The call you dread and fear and never expect comes. It’s mom.
“Joann, your father died this morning. Please come home as soon as you
can. I need you.” Like an arrow out of no-where, somewhere, it hits
first the head, then the heart, and slowly the pain sinks into your
bones. One day you’re relaxing on the beach, washing off the stress of
a difficult term, and 24 hours later you’re wandering in a daze around
international airports—Phuket, Bangkok, Narita—all jammed with people,
and yet feeling so incredibly alone. The words keep shouting in your
soul. “Joann, your father has died,” slamming against your bones and
your organs and your skin like a bullet ricocheting around a steel
cavern. You try to drive them away with polite conversation, with
reading, with hymn-singing, hoping against hope that driving the words
away will drive the reality away as well.
But then the words and reality force their way back and the pain
starts again. “Joann, your precious father stepped into glory this
morning.” “Joann, your wonderful father went home to be with his
Savior.” With every fiber of my being I believe these words, but don’t
want to believe them at the same time. He was a precious father, but
now he is lost in wonder, love and grace in the presence of Jesus.

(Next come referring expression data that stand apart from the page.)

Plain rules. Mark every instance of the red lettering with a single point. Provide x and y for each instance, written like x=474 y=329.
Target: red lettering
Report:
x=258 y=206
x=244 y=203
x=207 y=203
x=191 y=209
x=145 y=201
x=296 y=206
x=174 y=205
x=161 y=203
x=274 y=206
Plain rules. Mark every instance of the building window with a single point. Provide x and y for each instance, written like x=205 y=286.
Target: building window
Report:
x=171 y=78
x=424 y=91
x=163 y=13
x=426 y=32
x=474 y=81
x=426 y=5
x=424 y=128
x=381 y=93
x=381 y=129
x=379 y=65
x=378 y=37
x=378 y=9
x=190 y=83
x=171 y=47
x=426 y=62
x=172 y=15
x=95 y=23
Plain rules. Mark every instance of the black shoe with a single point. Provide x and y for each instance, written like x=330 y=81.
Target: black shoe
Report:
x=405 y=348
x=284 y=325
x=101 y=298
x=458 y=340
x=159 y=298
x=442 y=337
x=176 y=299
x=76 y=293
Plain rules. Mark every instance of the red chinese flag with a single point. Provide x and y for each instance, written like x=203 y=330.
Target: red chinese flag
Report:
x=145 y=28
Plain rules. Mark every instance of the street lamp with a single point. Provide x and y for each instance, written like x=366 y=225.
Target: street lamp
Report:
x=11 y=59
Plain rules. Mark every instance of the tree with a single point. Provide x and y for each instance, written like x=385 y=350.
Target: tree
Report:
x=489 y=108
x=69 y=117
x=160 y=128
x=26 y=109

Yet here at 30,000 feet above the Pacific Ocean, I feel just plain
lost. Lost in sadness. Lost in pain. I know he’s with his Savior,
but I want him here with us. How will I get through the next ten hours
on this plane? How will I bear to see my mom and sister and her family
at the end of this long journey? One hour at a time, one grace at a
time. “He giveth more grace when the burdens grow greater; He giveth
more strength as the labors increase. To added affliction, He addeth
more more mercy; to multiplied sorrows, He multiplies peace.” Then it
hits me. Despite the pain, I too am lost in love and grace.
Sustaining grace. “Not grace to bar what is not bliss, nor flight from
all distress, but this—the grace that orders our trouble and pain, and
then in the darkness is there to sustain.”(John Piper) Will the
sadness and the tears and the pain ever go away? Probably not. But
then again, neither will the grace.
So, my beloved dad is gone. What to say? The words that scream
loudest from my soul are simply, “please com back.” There are too many
words and no words. But following are a few—just a few of the
special things I remember about my dad.
He had a sense of humor. He loved to laugh and make others laugh, and he was never in danger of taking himself too seriously.

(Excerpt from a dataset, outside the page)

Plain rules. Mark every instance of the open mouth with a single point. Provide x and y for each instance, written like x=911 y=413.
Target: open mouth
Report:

He was a servant. He would do anything for anybody anytime
anyplace, from bringing coffee to my waking mom every morning to fixing
church roofs to shoveling neighbor’s driveways.
He was humble. In a stuffy academic world, he was just himself. He
was generous. If there was a financial need, he gave. His giving to us
seemed limitless and it gave him great joy.
He was compassionate. His heart was tender and easily broken by the
pain and suffering in the world. Last month in Beijing, we visited a
clothing market that the government was ready to close down. The
peddlers were selling their goods at rock-bottom prices. In a crowd
frenzied over the best bargain, he kept asking, “what will happen to
these poor people?”
He loved Jesus. Quietly and simply, he ordered his life grounded in that love.
He was a wonderful father and I miss him so very much.
Perhaps the greatest tribute I can give will be when I come to the
end of my days and people say of me, simply, “she was just like her
Goodbye Dad. I love you and miss you more than words can express.